Large swaths of Americans never have the life-changing opportunity to get their foot in the door of a company. But paid, work-based experience programs for diverse and underrepresented talent can be an effective way for companies to create these opportunities and advance equity.
Work-based experiences are highly beneficial for both prospective employees and businesses. They allow career seekers to gain on-the-job experience, in-demand skills, and a professional network. And they enable employers to proactively build talent pipelines and test potential employees before making a full-time offer.
Work-based experiences can take many forms, including:
formal, federally registered apprenticeship programs;
paid internship programs; and
job-shadow programs with local high schools, community colleges, or community-based organizations.
Why it works
Registered apprenticeships offer robust “learn and earn” opportunities, allowing people to access high-paying jobs without incurring student debt. For the duration of their apprenticeship, which can be years, apprentices earn money and work experience and receive training in the skills employers seek. In most cases, apprenticeships do not require applicants to have four-year degrees or even previous experience. What’s more, 91% of apprentices find full-time employment upon completing their apprenticeship.
Similarly, diversifying internship programs can significantly improve diversity, equity, and inclusion (DEI) outcomes in the private sector. Consider Year Up, a yearlong workforce training and internship program that has placed more than 20,000 students—primarily low-income young adults of color—in positions at more than 250 companies. After completing the program, Year Up graduates see earnings dramatically increase and remain 34% higher than peers’ earnings four years post-program.

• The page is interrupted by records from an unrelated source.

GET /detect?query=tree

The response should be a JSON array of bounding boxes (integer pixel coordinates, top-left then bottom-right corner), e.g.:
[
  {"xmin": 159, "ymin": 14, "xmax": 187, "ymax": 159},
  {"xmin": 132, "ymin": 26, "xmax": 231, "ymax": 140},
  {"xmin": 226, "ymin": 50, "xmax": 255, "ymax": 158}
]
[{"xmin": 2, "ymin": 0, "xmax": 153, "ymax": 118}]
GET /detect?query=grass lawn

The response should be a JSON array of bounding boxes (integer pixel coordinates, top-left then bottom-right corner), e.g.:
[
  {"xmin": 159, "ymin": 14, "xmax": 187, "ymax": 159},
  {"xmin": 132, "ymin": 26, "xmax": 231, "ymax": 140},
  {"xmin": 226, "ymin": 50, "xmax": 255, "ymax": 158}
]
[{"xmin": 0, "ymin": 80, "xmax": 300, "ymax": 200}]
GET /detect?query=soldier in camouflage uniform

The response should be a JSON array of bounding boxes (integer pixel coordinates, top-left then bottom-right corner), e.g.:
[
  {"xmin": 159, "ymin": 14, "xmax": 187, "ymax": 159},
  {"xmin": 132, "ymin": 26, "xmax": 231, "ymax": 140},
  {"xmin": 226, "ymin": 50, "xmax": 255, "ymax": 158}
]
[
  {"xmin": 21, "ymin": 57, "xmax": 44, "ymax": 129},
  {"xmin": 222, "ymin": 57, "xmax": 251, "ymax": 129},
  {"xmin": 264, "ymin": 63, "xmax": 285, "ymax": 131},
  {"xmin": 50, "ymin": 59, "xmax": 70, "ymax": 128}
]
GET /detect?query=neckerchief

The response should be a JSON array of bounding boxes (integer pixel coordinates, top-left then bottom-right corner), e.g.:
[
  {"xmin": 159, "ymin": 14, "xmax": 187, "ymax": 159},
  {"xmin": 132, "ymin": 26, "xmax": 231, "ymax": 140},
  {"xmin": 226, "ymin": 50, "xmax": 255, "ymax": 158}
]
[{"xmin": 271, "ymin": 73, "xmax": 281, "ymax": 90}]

In addition, every dollar spent on Year Up results in a societal gain of $1.66 in the form of graduate earnings, benefits and taxes, and revenue gains by firms that hire program graduates. Beyond financial returns, companies that host Year Up interns are investing in a pipeline of diverse talent, growing representation throughout the organization. JPMorgan Chase, for example, has hired nearly half of its 1,830 Year Up interns into full-time positions.
The adoption curve
Despite these wins, companies still have a ways to go in expanding and increasing the effectiveness of work-based experience programs. There are persistent racial and gender disparities in apprenticeship: Women and people of color often face discriminatory recruitment practices and lower enrollment rates, and end up in lower-wage occupations. Apprenticeships are also relatively rare in the US: Actively registered apprentices made up less than 1% of the working-age population in 2020, and most were highly concentrated in skilled trade industries.

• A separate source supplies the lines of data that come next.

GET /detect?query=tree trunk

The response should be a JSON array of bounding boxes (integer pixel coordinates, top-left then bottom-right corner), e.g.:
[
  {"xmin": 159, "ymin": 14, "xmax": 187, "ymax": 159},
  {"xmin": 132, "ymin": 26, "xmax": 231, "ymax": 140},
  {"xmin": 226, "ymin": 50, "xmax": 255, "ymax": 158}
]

Why are registered apprenticeships so uncommon? Many companies perceive them as difficult and costly to establish. But those with successful apprenticeship programs can help demystify the process and educate their peers on the benefits.

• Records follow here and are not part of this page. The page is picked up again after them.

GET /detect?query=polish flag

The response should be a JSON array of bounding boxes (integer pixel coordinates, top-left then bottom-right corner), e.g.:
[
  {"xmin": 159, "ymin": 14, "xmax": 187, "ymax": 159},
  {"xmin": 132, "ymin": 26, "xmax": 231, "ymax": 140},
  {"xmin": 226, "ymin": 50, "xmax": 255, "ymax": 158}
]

Internships that make meaningful DEI progress are also rare. The talent acquisition process often relies on college recruiting programs, which perpetuates a bias toward degree holders and limits access for noncollege candidates, working against DEI goals. Even when employers are inclusive of nontraditional candidates, their work-based experience programs are often very small. DEI champions will seek to expand internship programs through partnerships with community-based organizations and historically Black colleges and universities.
Businesses have a powerful opportunity to improve equity and advance DEI goals by rethinking work-based experiences. For some companies, this may mean repurposing an existing internship infrastructure, scaling their efforts to effectively recruit and support diverse interns. Other organizations will need to build programs from scratch, putting DEI at the center from the start.
How Aon, Accenture, and Zurich took action
A number of companies are joining forces to scale work-based experiences nationwide. The Chicago Apprentice Network founded by Aon, Accenture, and Zurich North America is a prime example. Focused on recruiting companies to join the apprenticeship movement, the network gives employers the peer advice and support they need to be successful. Since 2017, the network has grown to more than 50 companies and hosted more than 1,000 apprentices, with plans to scale to 10,000 apprentices by 2030.